While overall industry growth has cooled, some areas of tech spending are heating up as businesses in mature economies, including the United States and Western Europe, begin to invest in overdue infrastructure upgrades and replacements.
For instance, spending on servers will increase by 3 percent, after last year’s decline of 4 percent, and storage spending will also grow by 3 percent this year, following a 0.5 percent decline in 2013.
However, IDC has lowered its forecasts for IT market growth in Asia Pacific (including China), Central and Eastern Europe, the Middle East and Africa, driving down its forecast for worldwide IT spending growth to 4.6 percent this year in constant currency terms, down from the previous forecast of 5 percent.

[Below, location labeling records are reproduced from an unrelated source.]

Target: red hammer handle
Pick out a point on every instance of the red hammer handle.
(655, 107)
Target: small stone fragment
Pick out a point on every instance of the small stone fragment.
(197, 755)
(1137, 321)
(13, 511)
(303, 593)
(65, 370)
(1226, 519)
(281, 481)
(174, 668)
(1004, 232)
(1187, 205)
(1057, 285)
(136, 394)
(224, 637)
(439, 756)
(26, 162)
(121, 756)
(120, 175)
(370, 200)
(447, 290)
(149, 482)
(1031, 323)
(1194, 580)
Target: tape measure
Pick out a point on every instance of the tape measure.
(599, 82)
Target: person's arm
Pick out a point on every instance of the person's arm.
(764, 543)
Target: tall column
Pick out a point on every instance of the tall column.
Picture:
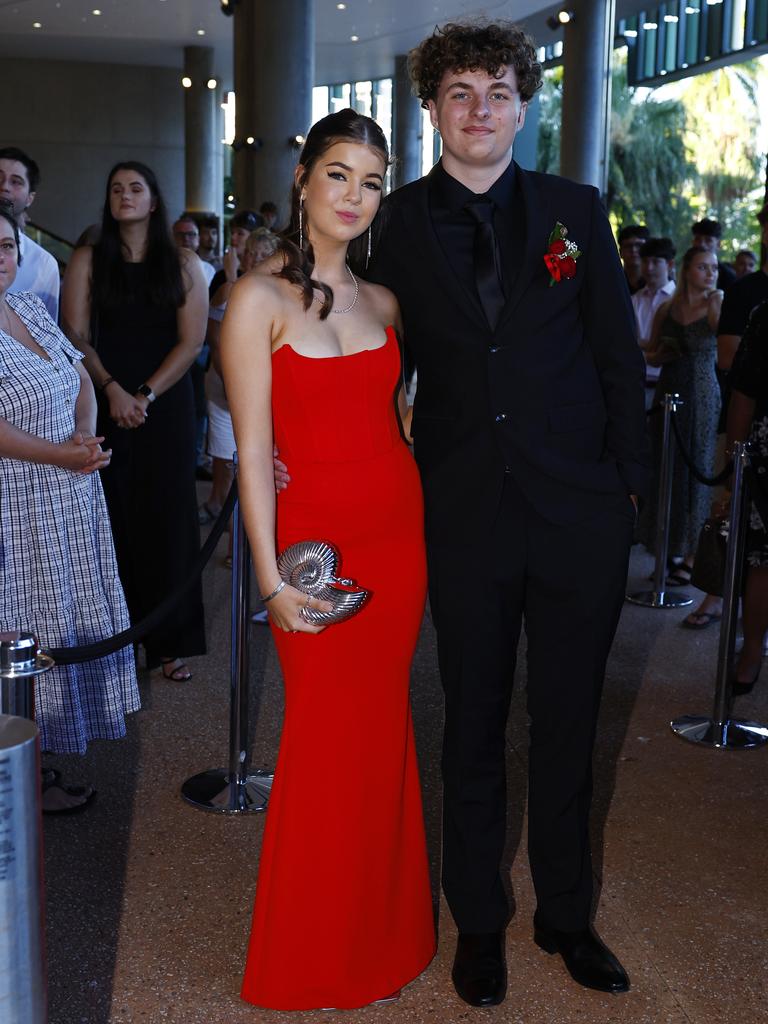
(273, 79)
(407, 127)
(588, 48)
(202, 133)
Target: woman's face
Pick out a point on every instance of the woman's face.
(239, 237)
(342, 193)
(8, 255)
(130, 199)
(702, 271)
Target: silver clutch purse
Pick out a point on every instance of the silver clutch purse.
(310, 567)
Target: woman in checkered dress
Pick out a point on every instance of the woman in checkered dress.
(58, 576)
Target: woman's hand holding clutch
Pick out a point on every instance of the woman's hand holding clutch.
(287, 610)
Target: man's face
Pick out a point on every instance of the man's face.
(655, 271)
(186, 236)
(630, 252)
(477, 116)
(744, 263)
(708, 242)
(209, 237)
(14, 185)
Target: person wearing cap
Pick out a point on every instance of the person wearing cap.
(707, 235)
(241, 226)
(656, 261)
(631, 240)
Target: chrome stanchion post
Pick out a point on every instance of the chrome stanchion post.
(23, 981)
(721, 730)
(658, 598)
(236, 790)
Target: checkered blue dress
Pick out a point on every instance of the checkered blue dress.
(58, 577)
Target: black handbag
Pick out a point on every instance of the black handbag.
(709, 564)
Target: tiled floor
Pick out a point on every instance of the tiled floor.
(148, 900)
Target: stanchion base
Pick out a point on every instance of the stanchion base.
(659, 599)
(214, 791)
(733, 734)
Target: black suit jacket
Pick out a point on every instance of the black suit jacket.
(554, 395)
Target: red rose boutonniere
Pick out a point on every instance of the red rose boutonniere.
(561, 255)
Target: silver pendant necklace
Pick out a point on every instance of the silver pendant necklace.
(353, 303)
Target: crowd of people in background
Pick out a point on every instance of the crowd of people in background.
(691, 324)
(131, 386)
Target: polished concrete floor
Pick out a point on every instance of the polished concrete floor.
(148, 900)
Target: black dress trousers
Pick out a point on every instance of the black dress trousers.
(566, 586)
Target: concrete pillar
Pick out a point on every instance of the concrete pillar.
(588, 49)
(273, 79)
(407, 127)
(202, 134)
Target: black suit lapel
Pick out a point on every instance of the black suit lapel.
(421, 229)
(535, 245)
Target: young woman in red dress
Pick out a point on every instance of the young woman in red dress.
(343, 913)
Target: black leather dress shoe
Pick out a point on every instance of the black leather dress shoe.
(589, 961)
(479, 972)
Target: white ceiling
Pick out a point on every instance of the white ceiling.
(155, 32)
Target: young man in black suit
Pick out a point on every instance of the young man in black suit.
(529, 434)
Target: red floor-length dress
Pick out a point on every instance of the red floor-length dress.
(343, 912)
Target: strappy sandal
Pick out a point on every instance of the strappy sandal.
(83, 795)
(179, 674)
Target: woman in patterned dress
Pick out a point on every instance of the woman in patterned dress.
(58, 577)
(684, 343)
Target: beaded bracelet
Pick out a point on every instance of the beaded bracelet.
(274, 593)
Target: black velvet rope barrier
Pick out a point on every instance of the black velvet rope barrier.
(710, 481)
(100, 648)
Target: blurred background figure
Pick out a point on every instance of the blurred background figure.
(136, 305)
(209, 240)
(656, 261)
(683, 343)
(745, 262)
(58, 576)
(707, 235)
(268, 213)
(38, 270)
(631, 240)
(241, 226)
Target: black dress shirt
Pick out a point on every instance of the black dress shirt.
(455, 227)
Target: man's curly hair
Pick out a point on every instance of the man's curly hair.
(474, 46)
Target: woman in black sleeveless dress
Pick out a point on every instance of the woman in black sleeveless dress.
(136, 306)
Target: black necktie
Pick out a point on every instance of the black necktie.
(486, 260)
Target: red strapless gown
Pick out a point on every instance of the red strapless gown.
(343, 912)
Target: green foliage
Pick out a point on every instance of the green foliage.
(677, 154)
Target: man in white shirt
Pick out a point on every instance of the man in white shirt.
(657, 259)
(38, 270)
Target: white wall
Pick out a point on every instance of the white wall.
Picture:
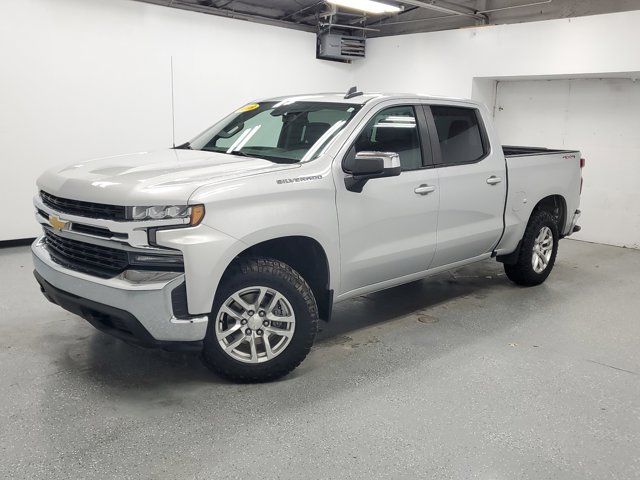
(602, 121)
(86, 78)
(601, 117)
(446, 63)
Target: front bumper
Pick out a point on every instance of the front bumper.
(134, 306)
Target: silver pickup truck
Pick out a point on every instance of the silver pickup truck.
(238, 242)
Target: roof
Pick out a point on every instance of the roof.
(338, 97)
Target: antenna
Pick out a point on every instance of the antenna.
(353, 92)
(173, 115)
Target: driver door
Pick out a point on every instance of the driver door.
(388, 230)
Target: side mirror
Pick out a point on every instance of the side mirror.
(364, 166)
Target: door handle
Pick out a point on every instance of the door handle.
(425, 189)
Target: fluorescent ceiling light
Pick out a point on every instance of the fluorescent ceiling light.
(369, 6)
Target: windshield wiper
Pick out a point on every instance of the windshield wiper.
(263, 157)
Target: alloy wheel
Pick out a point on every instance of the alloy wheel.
(255, 324)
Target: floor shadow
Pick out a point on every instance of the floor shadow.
(106, 360)
(416, 297)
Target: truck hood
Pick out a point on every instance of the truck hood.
(164, 177)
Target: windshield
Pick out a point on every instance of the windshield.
(288, 131)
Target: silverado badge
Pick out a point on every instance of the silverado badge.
(56, 223)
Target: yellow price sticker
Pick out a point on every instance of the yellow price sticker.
(248, 108)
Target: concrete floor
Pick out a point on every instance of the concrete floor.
(460, 376)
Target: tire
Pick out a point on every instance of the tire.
(273, 314)
(525, 271)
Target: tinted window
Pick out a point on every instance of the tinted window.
(393, 130)
(459, 134)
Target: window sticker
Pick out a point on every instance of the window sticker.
(248, 108)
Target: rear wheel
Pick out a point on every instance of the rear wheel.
(263, 322)
(537, 252)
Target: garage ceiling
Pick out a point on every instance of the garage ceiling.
(417, 15)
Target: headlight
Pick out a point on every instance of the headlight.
(194, 213)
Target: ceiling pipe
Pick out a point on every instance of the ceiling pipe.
(221, 12)
(447, 8)
(511, 7)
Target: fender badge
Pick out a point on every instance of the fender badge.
(56, 223)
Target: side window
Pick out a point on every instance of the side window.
(393, 129)
(459, 134)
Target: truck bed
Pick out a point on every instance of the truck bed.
(518, 151)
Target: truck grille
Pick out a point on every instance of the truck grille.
(84, 257)
(84, 209)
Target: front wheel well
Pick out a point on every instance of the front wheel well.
(307, 257)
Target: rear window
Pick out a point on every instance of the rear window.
(459, 134)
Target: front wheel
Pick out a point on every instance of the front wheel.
(537, 251)
(263, 321)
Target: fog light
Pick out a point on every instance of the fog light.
(147, 260)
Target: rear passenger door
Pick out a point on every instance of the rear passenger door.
(472, 177)
(388, 230)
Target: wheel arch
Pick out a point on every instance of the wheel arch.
(305, 255)
(556, 205)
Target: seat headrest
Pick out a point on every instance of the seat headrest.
(314, 130)
(457, 127)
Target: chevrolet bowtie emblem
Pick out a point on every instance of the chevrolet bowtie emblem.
(56, 223)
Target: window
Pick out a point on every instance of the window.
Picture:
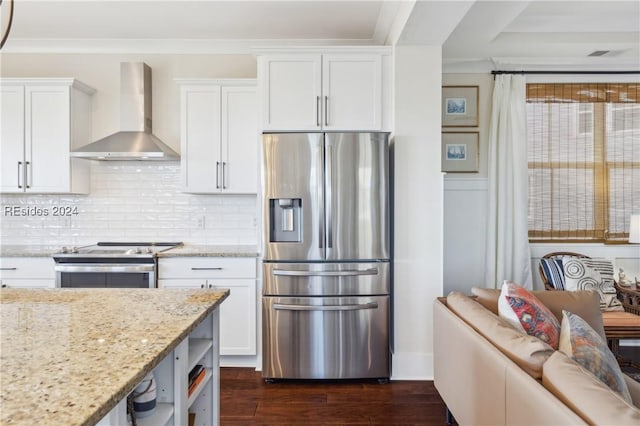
(584, 161)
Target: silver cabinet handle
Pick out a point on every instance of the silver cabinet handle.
(19, 174)
(326, 110)
(328, 183)
(345, 273)
(104, 267)
(224, 175)
(358, 307)
(28, 172)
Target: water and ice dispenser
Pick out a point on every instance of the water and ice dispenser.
(285, 215)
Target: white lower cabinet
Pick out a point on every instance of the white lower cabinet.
(238, 312)
(27, 272)
(175, 402)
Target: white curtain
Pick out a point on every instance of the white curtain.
(507, 244)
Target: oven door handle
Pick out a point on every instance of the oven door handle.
(345, 273)
(104, 267)
(357, 307)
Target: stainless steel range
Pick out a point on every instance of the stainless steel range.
(110, 264)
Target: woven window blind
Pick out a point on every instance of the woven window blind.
(584, 160)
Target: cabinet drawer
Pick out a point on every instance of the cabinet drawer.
(27, 268)
(206, 267)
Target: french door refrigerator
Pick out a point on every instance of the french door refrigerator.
(326, 264)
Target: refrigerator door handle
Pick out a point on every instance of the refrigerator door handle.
(320, 199)
(358, 307)
(328, 183)
(345, 273)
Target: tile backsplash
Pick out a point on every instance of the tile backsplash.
(129, 201)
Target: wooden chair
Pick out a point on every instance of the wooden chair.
(617, 325)
(557, 254)
(629, 297)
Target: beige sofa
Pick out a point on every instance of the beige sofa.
(489, 374)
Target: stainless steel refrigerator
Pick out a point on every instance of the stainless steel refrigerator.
(326, 267)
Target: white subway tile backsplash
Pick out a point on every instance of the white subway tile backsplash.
(132, 201)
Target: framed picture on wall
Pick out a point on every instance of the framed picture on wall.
(459, 106)
(460, 152)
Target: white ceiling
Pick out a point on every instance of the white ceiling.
(475, 35)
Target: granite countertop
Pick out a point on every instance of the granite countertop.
(183, 251)
(69, 355)
(189, 250)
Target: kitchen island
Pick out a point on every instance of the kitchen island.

"The inevitable slowdown in the explosive pace of smartphones and tablets is masking an underlying improvement in many areas of IT spending," Stephen Minton, vice president in IDC’s Global Technology and Industry Research Organization (GTIRO), said in a statement. "Businesses in mature economies are beginning to feel more confident about the economy compared to a year ago, and this is translating into new IT investments. There’s significant pent-up demand in the U.S. and Europe for infrastructure upgrades, capacity and bandwidth investments and overdue replacement cycles."
Despite the pickup in mature economies, the report noted there are still significant inhibitors that will mean that IT spending growth remains moderate by historical standards. Cannibalization remains a broad trend, impacting everything from PCs (tablets) to software and services (the cloud) and ensuring major disruption for individual vendors.
Meanwhile, enterprise software spending remains broadly strong, with growth still expected in the range of 6-7 percent. Excluding mobile phones, IT spending growth will actually accelerate in 2014 from 2.9 percent last year (excluding phones) to 3.4 percent this year, according to the report.
"What goes up, must come down, and emerging markets have been on the down slope since last year," Minton continued. "The good news is that, at the same time, mature economies have stabilized significantly. The U.S. seems to be heading in the right direction, and the worst of the crisis may be over in Europe. While growth in mature economies will still lag emerging markets in most cases, the balance of risks has shifted considerably."